# Pulled string

1. Nov 19, 2014

### Ange98

1. The problem statement, all variables and given/known data
A string of length L, which is clamped at both ends and has a tension T , is pulled aside a distance h at its center and released. a) What is the energy of the subsequent oscillations? b) How often will the shape shown in the figure reappear? (Assume that the tension remains unchanged by the small increase of length caused by the transverse displacements.) [Hint: In part (a), consider the work done against the tension in giving the string its initial deformation.]
Picture here:
http://ocw.mit.edu/courses/physics/...nit-ii-waves/pset-5/MIT8_03SCF12_OCW_PS05.pdf

2. Relevant equations:
This is part of my problem.. I have no idea what equations I should be working with.

3. The attempt at a solution
Tried using work and energy but I couldn't get any where with it. I have the answer though it is:
TL[ sqrt(1+ (2h/L)^2) + 1 ]
and b is every 2(ML/T)^(1/2) seconds.
Any help is greatly appreciated!!

Last edited by a moderator: Nov 19, 2014
2. Nov 19, 2014

### Orodruin

Staff Emeritus
How did you try to apply work and energy? In order for us to help you, you need to provide the details for us to see where you went wrong. Otherwise we do not know exactly where you got stuck or if you are thinking in completely wrong terms. (It is also required by the forum rules - see Guidelines for students and helpers.)

3. Nov 19, 2014

### Ange98

OKay so my textbook doesn't have examples and I have a very hard time understanding my prof so these are the formulas that I'm thinking may apply somehow:
E=KE+U
but it says work done against tension so W=Fd=Th? and thats all I can pull out of that.
Then I have the standing wave equations so PSI(x,t)=Acos(wt-kx) and mu=M/L and v = sort (T/mu) but theres no M here , andU=1/2 kx^2 , KE=1/2mv^2 , I tried using PSI's derivative with respect to t but the thing is I dont actually understand this question. There was only two pages of reading for this section and energy was not mentioned.

4. Nov 19, 2014

### Orodruin

Staff Emeritus
Careful here, the tension direction is not in the same way you are pulling.

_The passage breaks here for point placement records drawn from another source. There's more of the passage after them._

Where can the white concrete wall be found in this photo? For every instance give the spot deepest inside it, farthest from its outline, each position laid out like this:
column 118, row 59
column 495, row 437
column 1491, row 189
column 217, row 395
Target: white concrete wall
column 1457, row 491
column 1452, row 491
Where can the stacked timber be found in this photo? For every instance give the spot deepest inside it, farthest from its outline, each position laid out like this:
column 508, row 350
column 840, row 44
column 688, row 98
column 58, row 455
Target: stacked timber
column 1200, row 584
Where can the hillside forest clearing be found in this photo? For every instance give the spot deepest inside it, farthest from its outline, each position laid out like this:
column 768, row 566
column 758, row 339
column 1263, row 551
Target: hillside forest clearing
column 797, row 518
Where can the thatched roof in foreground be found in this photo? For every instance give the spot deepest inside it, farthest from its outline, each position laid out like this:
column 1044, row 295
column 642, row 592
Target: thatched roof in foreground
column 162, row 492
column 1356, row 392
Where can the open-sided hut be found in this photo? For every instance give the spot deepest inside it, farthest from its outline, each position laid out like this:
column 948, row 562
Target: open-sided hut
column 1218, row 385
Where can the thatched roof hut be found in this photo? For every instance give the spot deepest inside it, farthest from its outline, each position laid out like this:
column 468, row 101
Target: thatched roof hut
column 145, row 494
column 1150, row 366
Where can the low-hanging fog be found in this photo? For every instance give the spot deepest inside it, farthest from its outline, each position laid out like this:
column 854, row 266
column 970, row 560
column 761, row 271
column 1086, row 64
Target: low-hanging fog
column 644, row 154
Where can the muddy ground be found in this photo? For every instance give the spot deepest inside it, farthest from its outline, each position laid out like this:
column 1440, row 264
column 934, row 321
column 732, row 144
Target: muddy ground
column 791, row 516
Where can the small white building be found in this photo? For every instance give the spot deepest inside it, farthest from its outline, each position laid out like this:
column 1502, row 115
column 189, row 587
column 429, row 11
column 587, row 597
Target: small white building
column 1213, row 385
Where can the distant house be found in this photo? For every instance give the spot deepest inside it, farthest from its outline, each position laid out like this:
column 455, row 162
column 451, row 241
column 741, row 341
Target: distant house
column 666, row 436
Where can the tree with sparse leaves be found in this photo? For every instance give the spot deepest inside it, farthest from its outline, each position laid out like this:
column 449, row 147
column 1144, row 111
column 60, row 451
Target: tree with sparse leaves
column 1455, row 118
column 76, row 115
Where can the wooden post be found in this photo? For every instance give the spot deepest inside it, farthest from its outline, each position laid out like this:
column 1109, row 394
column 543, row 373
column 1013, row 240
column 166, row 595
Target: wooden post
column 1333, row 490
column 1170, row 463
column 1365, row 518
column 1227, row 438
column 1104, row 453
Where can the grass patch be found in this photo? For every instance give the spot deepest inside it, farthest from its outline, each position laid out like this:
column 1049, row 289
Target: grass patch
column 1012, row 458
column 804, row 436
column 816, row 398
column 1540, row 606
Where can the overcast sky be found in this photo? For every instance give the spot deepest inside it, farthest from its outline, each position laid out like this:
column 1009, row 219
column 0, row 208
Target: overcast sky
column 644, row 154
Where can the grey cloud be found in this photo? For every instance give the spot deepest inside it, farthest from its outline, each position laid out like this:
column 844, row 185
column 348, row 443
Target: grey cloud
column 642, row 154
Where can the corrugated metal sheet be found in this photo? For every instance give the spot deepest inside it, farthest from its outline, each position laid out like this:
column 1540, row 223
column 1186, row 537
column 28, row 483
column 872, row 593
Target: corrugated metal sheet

If you have the work done to pull the string out, what is the kinetic energy at the moment of release?

5. Nov 19, 2014

### Ange98

So the tension is directed along the string away from where its being pulled? And W=KEfinal-KEinitial. Here I feel like you would have potential energy but no kinetic, but in my diagram from class at the maximum displacement its all kinetic ( if I'm reading it right) so is the kinetic equal to the work which is the total energy?

6. Nov 19, 2014

### Orodruin

Staff Emeritus
In the moment you release the string, it is at rest so the kinetic energy is ....?

There are essentially two different ways for arguing for the work done on the string. Naturally, they should both give the same answer. The easiest is probably to consider the (negative of the) work done by the string on whatever is providing the external force that is extending the string.

7. Nov 19, 2014

### BiGyElLoWhAt

yes
Not quite. Conservation of energy: $KE_i + U_i \pm \Delta W = KE_f + U_f$
Solve for W
I think you're misreading it. Think about the motion of the string. What's it's velocity as it approaches the peak? What's it's velocity as it approaches the center from the peak? Now what values must it cross in order to satisfy the fact that it's oscillation is a continuous function?

8. Nov 19, 2014

### Ange98

Okay I couldn't understand why the diagram showed that because i was quite sure KE would be 0, but my prof is foreign and very tough to understand so I must have mixed that up. I'll just hope my prof is there tomorrow because I truly do not understand this and I feel like I'm just getting jerked around on here which is not helping whatsoever. I'm going into this problem not having a clue where to go with it and everyones just tossing a few fragments in which doesn't help. You dont have to do all the math but walking me through it wouldn't hurt. I just want to understand.

9. Nov 19, 2014

### BiGyElLoWhAt

People tend to understand things better when they solve them by themselves, with people guiding them in the proper direction. It's the socratic method. No ones jerking you around, but if you don't want us to help you and you'd rather your prof tell you how to do it, that's perfectly fine.

10. Nov 19, 2014

### Orodruin

Staff Emeritus
On the contrary I would say that you have been given a few very explicit cornerstones to build a solution on. Take this one for example:
There are several questions you can ask yourself about this statement, mainly "What is the force from the tension on an object holding the string extended in the middle?" and "What is the relevant displacement?". You will learn at a much more profound level if you take some time to think about these questions and try to deduct an answer than if we simply give those answers to you. If you try and fail, that is not a problem, give us your attempt and we can tell you where you go wrong.